フィリピンで捕虜になり、どうなることかと思ったそうが、待遇は良くビーフステーキは美味しいと言っていた。その時アメリカ人と会話を良くし、3Sと言うことをいわれたそうだ。戦後の日本を堕落させるのに、3S(サウンド、スクリーン、スポーツ)でやるのだとのこと。果たして3Sが悪いのか、もう母いない。まだまだ一杯聞いたが今は思い出せない。(3S政策(さんエスせいさく)とは、主にGHQが日本占領下で行ったとされる、screen(スクリーン=映像鑑賞)、sport(スポーツ=プロスポーツ観戦)、sex(セックス=性欲)を用いて大衆の関心を政治に向けさせないようにする愚民政策とされている。
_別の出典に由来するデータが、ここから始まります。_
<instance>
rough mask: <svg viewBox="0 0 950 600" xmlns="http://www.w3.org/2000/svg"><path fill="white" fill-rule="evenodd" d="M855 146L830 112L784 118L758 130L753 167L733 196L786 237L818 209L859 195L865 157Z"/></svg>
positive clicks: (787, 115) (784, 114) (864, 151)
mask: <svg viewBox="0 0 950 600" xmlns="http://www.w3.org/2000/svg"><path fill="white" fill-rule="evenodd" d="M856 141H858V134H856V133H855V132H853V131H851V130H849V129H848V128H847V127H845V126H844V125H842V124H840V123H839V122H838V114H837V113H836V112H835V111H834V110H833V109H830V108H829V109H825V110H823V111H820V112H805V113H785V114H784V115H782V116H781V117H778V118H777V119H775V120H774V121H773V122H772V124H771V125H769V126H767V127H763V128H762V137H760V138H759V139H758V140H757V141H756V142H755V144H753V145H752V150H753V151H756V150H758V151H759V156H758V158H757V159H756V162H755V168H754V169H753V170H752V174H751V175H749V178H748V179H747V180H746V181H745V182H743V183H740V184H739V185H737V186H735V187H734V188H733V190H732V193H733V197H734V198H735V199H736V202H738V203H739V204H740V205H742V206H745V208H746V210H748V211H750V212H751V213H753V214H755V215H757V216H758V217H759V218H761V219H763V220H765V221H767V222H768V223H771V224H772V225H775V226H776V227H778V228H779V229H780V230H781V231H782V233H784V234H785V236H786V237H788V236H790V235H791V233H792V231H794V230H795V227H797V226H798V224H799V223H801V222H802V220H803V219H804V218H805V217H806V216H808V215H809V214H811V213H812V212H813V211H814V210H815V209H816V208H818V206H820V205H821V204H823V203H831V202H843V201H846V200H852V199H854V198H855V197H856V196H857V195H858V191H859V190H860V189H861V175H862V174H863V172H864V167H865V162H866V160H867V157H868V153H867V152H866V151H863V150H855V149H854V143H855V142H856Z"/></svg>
母からはセックスの部分がサウンド(音楽)になっていたが、戦後日本の姿を見ると頷けるところもある。テレビに出ている役者やプロスポーツ選手が国会議員になるのは・・・・・。
母の思い出で面白かったのは、地元の自民党の有力代議士の後援会に入っていて、バスを連ねての後援会の慰労会に参加をし、お昼は盛大なご馳走、そしてお土産をもらって帰ってきた。で選挙であるが、共産党は嫌いなのに「共産党に入れてきた」と言うので理由を問うと「一番弱いところに入れた」と答えた。
母は戦前の教育を強くうけ、天皇を深く敬愛をし、私とぶつかることもあったが、母が亡くなる直前、お前も考えているのだろうから、思うように行動しろと言われたのには驚いた。母は今何をしているのだろうか。